South State in Columbia, S.C., reported lower quarterly profit because of a major acquisition and a charge tied to tax reform legislation.

The $14.5 billion-asset company said in a press release Tuesday that its fourth-quarter earnings fell 90% from a year earlier, to $2.4 million, or 8 cents a share. The results included a reduction in the value of the company's net deferred tax asset by $26.6 million, or 83 cents a share.

Without the tax hit, South State’s earnings would have increased by 19%.

Comparisons from a year earlier were also skewed by South State’s acquisition of Park Sterling in Charlotte, N.C. The acquisition closed on Dec. 1.

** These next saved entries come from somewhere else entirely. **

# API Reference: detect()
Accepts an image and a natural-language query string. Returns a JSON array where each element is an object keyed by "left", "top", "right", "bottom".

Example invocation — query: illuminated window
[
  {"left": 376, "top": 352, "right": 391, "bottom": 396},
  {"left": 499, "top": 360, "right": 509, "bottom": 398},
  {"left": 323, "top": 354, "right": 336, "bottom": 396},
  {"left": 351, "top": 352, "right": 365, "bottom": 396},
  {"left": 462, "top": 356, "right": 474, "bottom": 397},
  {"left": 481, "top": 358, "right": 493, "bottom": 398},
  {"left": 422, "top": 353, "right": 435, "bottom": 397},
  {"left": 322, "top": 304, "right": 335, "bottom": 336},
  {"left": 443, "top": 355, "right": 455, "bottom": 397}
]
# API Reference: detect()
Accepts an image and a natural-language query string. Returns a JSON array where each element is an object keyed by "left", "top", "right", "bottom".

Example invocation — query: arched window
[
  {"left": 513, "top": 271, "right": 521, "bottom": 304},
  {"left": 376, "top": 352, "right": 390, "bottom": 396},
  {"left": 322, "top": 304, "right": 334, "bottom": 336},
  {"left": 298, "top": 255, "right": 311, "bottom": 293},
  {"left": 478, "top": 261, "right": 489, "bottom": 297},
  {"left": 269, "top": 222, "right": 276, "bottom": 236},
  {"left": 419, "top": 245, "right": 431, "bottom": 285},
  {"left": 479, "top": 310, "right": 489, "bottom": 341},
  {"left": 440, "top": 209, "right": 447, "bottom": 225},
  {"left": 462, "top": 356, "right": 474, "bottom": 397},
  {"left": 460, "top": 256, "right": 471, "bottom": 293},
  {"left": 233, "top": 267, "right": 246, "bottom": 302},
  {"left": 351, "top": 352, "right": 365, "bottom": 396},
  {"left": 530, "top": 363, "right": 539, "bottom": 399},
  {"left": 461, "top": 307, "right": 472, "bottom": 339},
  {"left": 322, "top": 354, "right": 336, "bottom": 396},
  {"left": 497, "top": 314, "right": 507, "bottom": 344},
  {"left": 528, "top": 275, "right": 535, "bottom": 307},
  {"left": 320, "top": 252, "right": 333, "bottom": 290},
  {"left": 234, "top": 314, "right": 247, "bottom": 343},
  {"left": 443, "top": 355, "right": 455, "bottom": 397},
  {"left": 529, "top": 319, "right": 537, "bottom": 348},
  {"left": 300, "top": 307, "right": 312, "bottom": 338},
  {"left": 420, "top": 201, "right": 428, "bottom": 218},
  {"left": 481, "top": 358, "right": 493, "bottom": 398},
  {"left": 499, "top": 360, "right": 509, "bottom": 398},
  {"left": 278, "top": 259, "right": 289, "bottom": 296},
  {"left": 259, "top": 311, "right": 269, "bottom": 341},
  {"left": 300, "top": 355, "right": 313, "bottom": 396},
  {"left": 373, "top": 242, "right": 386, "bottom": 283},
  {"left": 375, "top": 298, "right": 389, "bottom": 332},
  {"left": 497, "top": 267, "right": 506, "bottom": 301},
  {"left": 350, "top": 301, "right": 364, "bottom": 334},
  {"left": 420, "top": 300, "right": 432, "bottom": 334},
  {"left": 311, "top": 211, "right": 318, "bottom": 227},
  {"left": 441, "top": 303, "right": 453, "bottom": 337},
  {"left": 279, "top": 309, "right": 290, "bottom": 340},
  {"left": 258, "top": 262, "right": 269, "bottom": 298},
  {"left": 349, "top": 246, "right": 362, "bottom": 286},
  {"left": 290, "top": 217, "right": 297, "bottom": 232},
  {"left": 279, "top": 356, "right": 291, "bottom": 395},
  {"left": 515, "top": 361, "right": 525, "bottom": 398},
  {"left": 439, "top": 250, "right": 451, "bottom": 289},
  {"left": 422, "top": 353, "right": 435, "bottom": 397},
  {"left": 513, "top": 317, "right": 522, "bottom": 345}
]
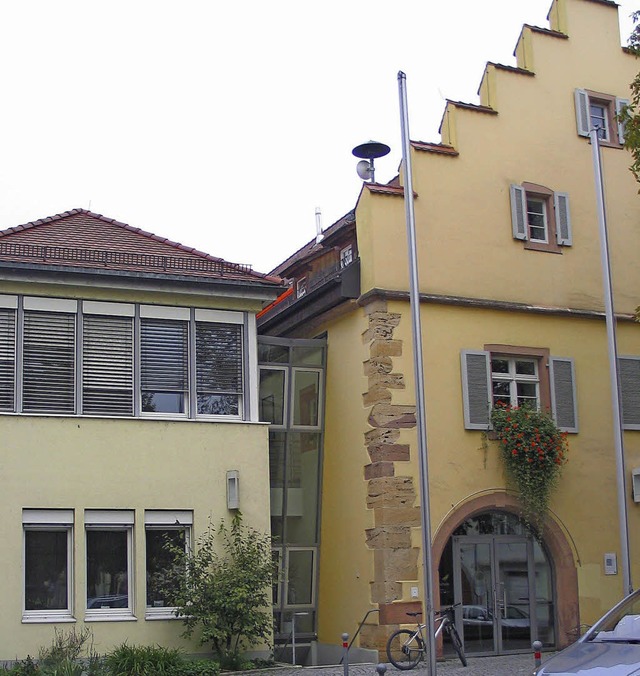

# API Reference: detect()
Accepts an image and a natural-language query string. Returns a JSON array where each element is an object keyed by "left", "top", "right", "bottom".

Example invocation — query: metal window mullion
[
  {"left": 134, "top": 305, "right": 141, "bottom": 417},
  {"left": 16, "top": 297, "right": 23, "bottom": 412},
  {"left": 77, "top": 302, "right": 84, "bottom": 415},
  {"left": 189, "top": 310, "right": 197, "bottom": 419},
  {"left": 242, "top": 313, "right": 249, "bottom": 420}
]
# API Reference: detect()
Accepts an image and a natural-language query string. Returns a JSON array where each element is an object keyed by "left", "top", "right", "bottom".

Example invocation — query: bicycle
[{"left": 386, "top": 604, "right": 467, "bottom": 669}]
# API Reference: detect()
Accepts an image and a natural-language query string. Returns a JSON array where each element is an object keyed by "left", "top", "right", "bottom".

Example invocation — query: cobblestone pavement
[{"left": 245, "top": 653, "right": 549, "bottom": 676}]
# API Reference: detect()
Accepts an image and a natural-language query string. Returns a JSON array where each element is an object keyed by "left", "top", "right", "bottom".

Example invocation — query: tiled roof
[
  {"left": 0, "top": 208, "right": 281, "bottom": 285},
  {"left": 411, "top": 141, "right": 459, "bottom": 157},
  {"left": 269, "top": 210, "right": 356, "bottom": 277}
]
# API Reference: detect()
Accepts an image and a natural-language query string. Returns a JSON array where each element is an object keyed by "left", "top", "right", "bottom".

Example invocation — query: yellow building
[
  {"left": 259, "top": 0, "right": 640, "bottom": 661},
  {"left": 0, "top": 208, "right": 282, "bottom": 662}
]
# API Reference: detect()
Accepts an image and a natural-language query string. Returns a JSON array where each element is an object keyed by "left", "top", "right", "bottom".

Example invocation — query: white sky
[{"left": 0, "top": 1, "right": 636, "bottom": 274}]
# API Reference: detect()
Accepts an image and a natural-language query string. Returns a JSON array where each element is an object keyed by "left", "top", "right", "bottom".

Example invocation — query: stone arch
[{"left": 431, "top": 491, "right": 579, "bottom": 649}]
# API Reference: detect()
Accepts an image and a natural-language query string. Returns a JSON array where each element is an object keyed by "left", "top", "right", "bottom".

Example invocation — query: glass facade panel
[
  {"left": 287, "top": 549, "right": 314, "bottom": 605},
  {"left": 259, "top": 337, "right": 325, "bottom": 641},
  {"left": 292, "top": 346, "right": 324, "bottom": 367},
  {"left": 292, "top": 370, "right": 320, "bottom": 426},
  {"left": 285, "top": 433, "right": 320, "bottom": 545},
  {"left": 258, "top": 343, "right": 289, "bottom": 364},
  {"left": 260, "top": 369, "right": 286, "bottom": 425}
]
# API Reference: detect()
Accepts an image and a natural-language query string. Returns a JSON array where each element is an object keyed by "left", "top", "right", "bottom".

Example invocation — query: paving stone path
[{"left": 241, "top": 653, "right": 547, "bottom": 676}]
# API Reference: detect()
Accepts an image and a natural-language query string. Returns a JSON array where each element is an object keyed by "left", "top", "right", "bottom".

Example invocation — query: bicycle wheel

South State, led by CEO Robert Hill Jr., reported lower profit because of merger expenses and a one-time earnings hit tied to tax reform.

Net interest income increased by 39% to $112.3 million, largely due to loans acquired from Park Sterling. Total loans rose 59% to $10.6 billion, while the net interest margin widened by 9 basis points to 4.18%.

The loan-loss provision increased by 512%, to $3.8 million. Nonperforming assets fell nearly 7% to $36.1 million.

Noninterest income increased by 19% to $39 million, mostly from fees on deposit accounts, trust and investment services income and recoveries of fully charged-off acquired loans.

Noninterest expense rose by 39% to $104.6 million, mostly due to increased salaries and employee benefits, as well as merger-related expenses. South State’s efficiency ratio was 68.5% at Dec. 31, up from 65.8% a year earlier.

“South State completed two acquisitions, crossed the $10 billion regulatory threshold and reported strong financial results in 2017,” Robert Hill Jr., South State's CEO, said in the release. “Assets total over $14 billion and we serve over 700,000 customers in markets from Virginia to Georgia. We look forward to 2018 and are excited about the prospects for continued growth.”

South State, which crossed $10 billion in assets threshold last January with its acquisition of Southeastern Bank Financial, said it will have increased FDIC insurance costs this quarter. South State said it expects the added expense to be $500,000 annually.

The Durbin amendment’s cap on interchange fees will go into effect in July; South State will undergo its first stress test in July 2019.